Ian Rivers, professor of human development at Brunel University, writes:
"Mobile phones have fundamentally changed our lives for the good. But anything created for good can also be used for evil. It is the way of the world. The online bullying going on now is horrendous and the greater the take-up of mobile technology, the greater the opportunities for it to be perpetrated.
But there is a reticence from schools to use legal sanctions against the perpetrators of cyberbullying. I think some of that is down to the teachers not always understanding it. A teacher in his or her mid-thirties or forties is not a ‘digital native ’so they’ve not been brought up with technology being such a fundamental part of their life and don’t always understand what’s going on.
Some would say that we are witnessing a new form of bullying that requires a new approach. However I feel that we are witnessing the same name calling, labels and threats that we’ve always seen – but through a different medium. For me, cyberbullying is the 21st century equivalent of a nasty note being passed around the classroom.”

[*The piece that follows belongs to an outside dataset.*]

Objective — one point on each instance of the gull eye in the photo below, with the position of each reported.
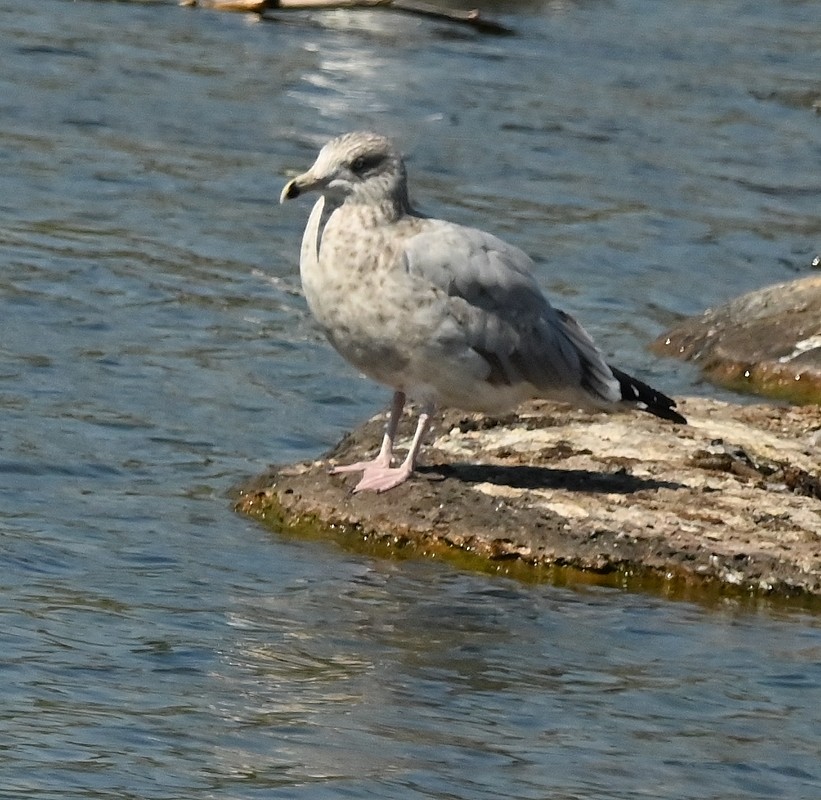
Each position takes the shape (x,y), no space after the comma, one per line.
(362,164)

We are seeing children behave as they always have done, be that name calling, the labels children give each other, or the abusive and threatening calls made when we all only had landline telephones in our homes.
Cyberbullying actually reflects everything that you’d typically have seen in the playground, only, now the medium is different. Today it gets filmed and streamed onto the web.

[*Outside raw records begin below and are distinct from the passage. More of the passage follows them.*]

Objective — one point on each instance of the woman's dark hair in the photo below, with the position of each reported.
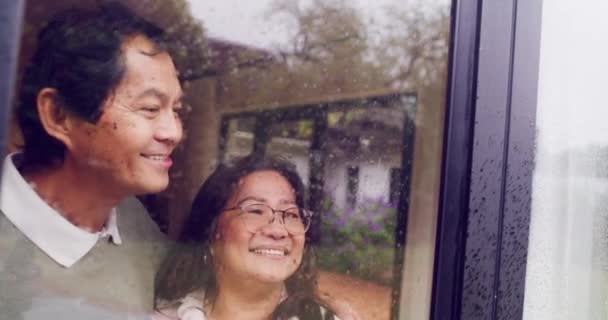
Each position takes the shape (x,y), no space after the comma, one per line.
(78,54)
(189,266)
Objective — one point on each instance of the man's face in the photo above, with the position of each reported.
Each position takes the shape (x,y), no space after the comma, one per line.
(128,150)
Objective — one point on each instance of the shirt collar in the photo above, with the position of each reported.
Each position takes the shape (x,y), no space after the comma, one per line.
(44,226)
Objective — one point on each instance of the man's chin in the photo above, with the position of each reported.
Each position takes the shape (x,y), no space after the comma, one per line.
(152,187)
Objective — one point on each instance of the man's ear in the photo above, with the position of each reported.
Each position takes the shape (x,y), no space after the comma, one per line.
(55,119)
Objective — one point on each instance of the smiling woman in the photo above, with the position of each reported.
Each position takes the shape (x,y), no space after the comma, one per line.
(243,252)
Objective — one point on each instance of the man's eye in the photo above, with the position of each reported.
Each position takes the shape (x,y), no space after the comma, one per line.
(151,109)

Parents buy mobile phones for their children with the best of intentions; to ensure their safety and security. But do parents ever sit down with their children and tell them what they can’t do with the devices? What was once called ‘netiquette’ instruction simply doesn’t happen anymore.
The consequence of mobile technology is that a teenager can now sit alone in their bedroom and send sexist or racist slurs with no social cues from those around them that what they are doing is wrong.
Of course online friends ought to step in, but studies suggest that bystanders may be co-victims too. They’re horrified at what’s going on but don’t want to draw attention to themselves. Some even choose to support the bully to protect themselves from having any attention turned on to them.
Social media isn’t really ‘social’ at all. If anything, it is creating greater degrees of isolation. Cyberbullying is a 24/7 phenomena and schools need to intervene more in out-of-school behaviour.
More importantly, the main social media websites need to take a more responsible approach. They say they do, but in truth they drag their heels.Many bullying prevention apps exist but we don’t know how effective they are and I fear that there really is no one solution to the issue.
As our reliance upon technology increases and the more we all use technology to communicate with one-another daily, so the potential for cyberbullying continues.”